Mais surtout, dans ces moments éprouvants, personne n’a été laissé.e sur le côté. La solidarité était le maître mot. Que l’on soit cagoul.é.e ou en gilet jaune, ou les deux, ou ni l’un.e ni l’autre, on savait que l’on pouvait compter sur les gens qui nous entouraient. Et même au fond de nos peurs, nos avons trouvé des éclats de joie. Dans les slogans et dans les chants, que tout le monde reprenait. Et un frisson, alors, traversait la foule. Une agence de la Caisse d’épargne est prise pour cible. L’action est saluée par les applaudissements nourris du cortège. Plus tôt ce sont les aides-soignantes de l’Hôpital des Gardiens de la Paix qui nous saluent chaleureusement depuis les baies vitrés, ou ce vieil homme, sur le boulevard Saint-Marcel, qui agite son gilet jaune depuis la fenêtre de son appartement. Et à chaque fois le cortège qui répond par des applaudissements nourris.
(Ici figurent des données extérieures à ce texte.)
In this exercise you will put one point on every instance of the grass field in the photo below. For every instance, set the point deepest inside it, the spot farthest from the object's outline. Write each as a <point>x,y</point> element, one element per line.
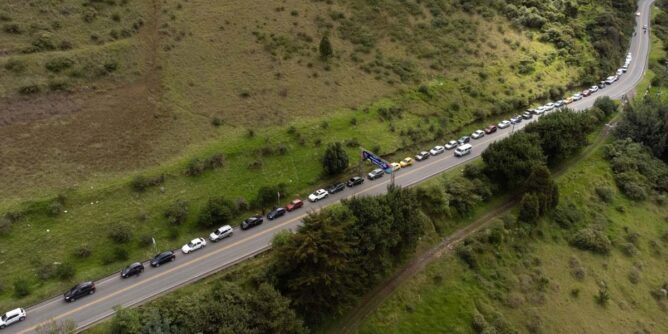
<point>194,63</point>
<point>531,285</point>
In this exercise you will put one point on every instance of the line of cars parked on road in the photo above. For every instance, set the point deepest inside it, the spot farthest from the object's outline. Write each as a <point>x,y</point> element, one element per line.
<point>461,147</point>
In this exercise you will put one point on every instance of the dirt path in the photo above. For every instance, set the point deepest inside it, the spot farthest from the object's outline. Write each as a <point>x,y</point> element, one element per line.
<point>353,319</point>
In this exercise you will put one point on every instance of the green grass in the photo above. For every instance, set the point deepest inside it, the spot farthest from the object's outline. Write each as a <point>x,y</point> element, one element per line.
<point>200,77</point>
<point>426,304</point>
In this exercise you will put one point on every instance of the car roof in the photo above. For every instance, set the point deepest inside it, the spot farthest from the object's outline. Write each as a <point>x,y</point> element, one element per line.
<point>15,311</point>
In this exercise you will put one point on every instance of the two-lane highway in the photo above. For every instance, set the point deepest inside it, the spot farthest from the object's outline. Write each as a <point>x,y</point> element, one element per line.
<point>113,291</point>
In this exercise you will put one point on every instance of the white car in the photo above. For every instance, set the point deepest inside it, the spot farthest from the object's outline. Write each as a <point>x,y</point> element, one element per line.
<point>12,317</point>
<point>451,144</point>
<point>318,195</point>
<point>221,233</point>
<point>437,150</point>
<point>503,124</point>
<point>193,245</point>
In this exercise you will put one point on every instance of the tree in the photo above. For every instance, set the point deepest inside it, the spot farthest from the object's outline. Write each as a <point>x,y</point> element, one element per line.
<point>177,213</point>
<point>508,162</point>
<point>647,123</point>
<point>561,134</point>
<point>314,268</point>
<point>335,160</point>
<point>540,183</point>
<point>267,196</point>
<point>529,208</point>
<point>218,211</point>
<point>606,104</point>
<point>326,50</point>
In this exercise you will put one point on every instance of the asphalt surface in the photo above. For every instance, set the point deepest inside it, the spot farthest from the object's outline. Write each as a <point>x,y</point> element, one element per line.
<point>113,291</point>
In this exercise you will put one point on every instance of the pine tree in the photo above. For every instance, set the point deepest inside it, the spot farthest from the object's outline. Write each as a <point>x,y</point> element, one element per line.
<point>326,50</point>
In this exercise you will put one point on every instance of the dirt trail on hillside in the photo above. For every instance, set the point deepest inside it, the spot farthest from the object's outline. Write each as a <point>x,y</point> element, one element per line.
<point>351,322</point>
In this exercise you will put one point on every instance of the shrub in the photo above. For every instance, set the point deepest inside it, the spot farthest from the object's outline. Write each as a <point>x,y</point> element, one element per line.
<point>177,213</point>
<point>65,271</point>
<point>629,249</point>
<point>5,226</point>
<point>605,194</point>
<point>634,276</point>
<point>216,121</point>
<point>54,209</point>
<point>591,239</point>
<point>141,183</point>
<point>218,211</point>
<point>29,89</point>
<point>567,216</point>
<point>121,254</point>
<point>83,251</point>
<point>12,28</point>
<point>59,64</point>
<point>335,159</point>
<point>145,240</point>
<point>15,65</point>
<point>120,234</point>
<point>21,288</point>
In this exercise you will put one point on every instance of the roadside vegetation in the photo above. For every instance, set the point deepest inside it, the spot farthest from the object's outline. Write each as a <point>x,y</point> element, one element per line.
<point>342,252</point>
<point>169,130</point>
<point>598,255</point>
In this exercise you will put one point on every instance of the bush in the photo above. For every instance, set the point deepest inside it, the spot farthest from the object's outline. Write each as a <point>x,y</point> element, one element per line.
<point>59,64</point>
<point>65,271</point>
<point>529,209</point>
<point>15,65</point>
<point>592,239</point>
<point>605,194</point>
<point>21,288</point>
<point>335,159</point>
<point>218,211</point>
<point>567,216</point>
<point>145,240</point>
<point>141,183</point>
<point>29,89</point>
<point>83,251</point>
<point>177,213</point>
<point>120,234</point>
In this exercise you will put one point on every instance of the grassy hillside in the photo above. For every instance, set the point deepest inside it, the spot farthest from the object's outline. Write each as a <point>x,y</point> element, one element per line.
<point>198,79</point>
<point>541,283</point>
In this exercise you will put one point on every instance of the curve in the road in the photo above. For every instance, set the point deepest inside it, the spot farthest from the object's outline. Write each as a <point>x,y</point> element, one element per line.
<point>114,291</point>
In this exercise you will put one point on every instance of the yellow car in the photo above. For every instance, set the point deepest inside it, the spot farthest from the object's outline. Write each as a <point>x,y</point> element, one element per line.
<point>406,162</point>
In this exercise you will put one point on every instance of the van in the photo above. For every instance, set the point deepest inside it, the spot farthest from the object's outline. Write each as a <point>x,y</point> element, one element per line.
<point>463,150</point>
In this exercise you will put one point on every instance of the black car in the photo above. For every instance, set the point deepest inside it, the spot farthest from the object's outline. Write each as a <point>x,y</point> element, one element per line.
<point>163,258</point>
<point>275,213</point>
<point>376,173</point>
<point>251,222</point>
<point>422,156</point>
<point>80,290</point>
<point>355,181</point>
<point>133,269</point>
<point>336,188</point>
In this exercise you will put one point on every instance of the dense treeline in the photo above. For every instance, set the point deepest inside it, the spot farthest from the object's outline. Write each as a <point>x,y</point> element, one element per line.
<point>647,123</point>
<point>340,253</point>
<point>222,308</point>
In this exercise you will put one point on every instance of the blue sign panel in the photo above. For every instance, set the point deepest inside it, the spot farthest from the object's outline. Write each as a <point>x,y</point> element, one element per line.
<point>376,160</point>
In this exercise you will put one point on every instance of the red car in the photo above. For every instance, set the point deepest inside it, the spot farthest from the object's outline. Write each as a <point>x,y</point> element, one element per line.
<point>490,129</point>
<point>294,205</point>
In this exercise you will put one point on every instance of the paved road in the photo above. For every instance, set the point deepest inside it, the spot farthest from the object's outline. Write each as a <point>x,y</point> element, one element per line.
<point>113,290</point>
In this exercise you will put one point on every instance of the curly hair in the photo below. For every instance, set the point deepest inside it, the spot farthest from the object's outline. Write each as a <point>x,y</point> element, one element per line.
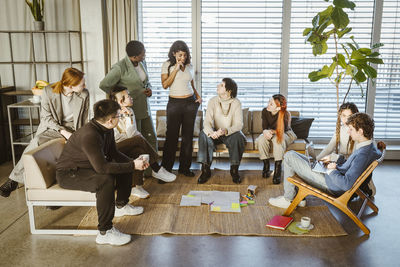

La nasse finit par s’ouvrir, et la voix vers la place d’Italie est à nouveau libre. Nous finissons le parcours, épuisé.e.s mais soulagé.e.s. Et toujours joyeux.ses. Notre détermination dépasse leur violence. Les chants résonnent, plus fort encore que pendant la manifestation. Je regarde, sur les gilets jaunes, les messages et les dessins faits au marqueur. Tous aussi inspirés qu’inspirants. Et je me dis que chaque gilet jaune est comme une étoile au milieu de la nuit. Téma le ciel.

Paris, 2 mai 2019.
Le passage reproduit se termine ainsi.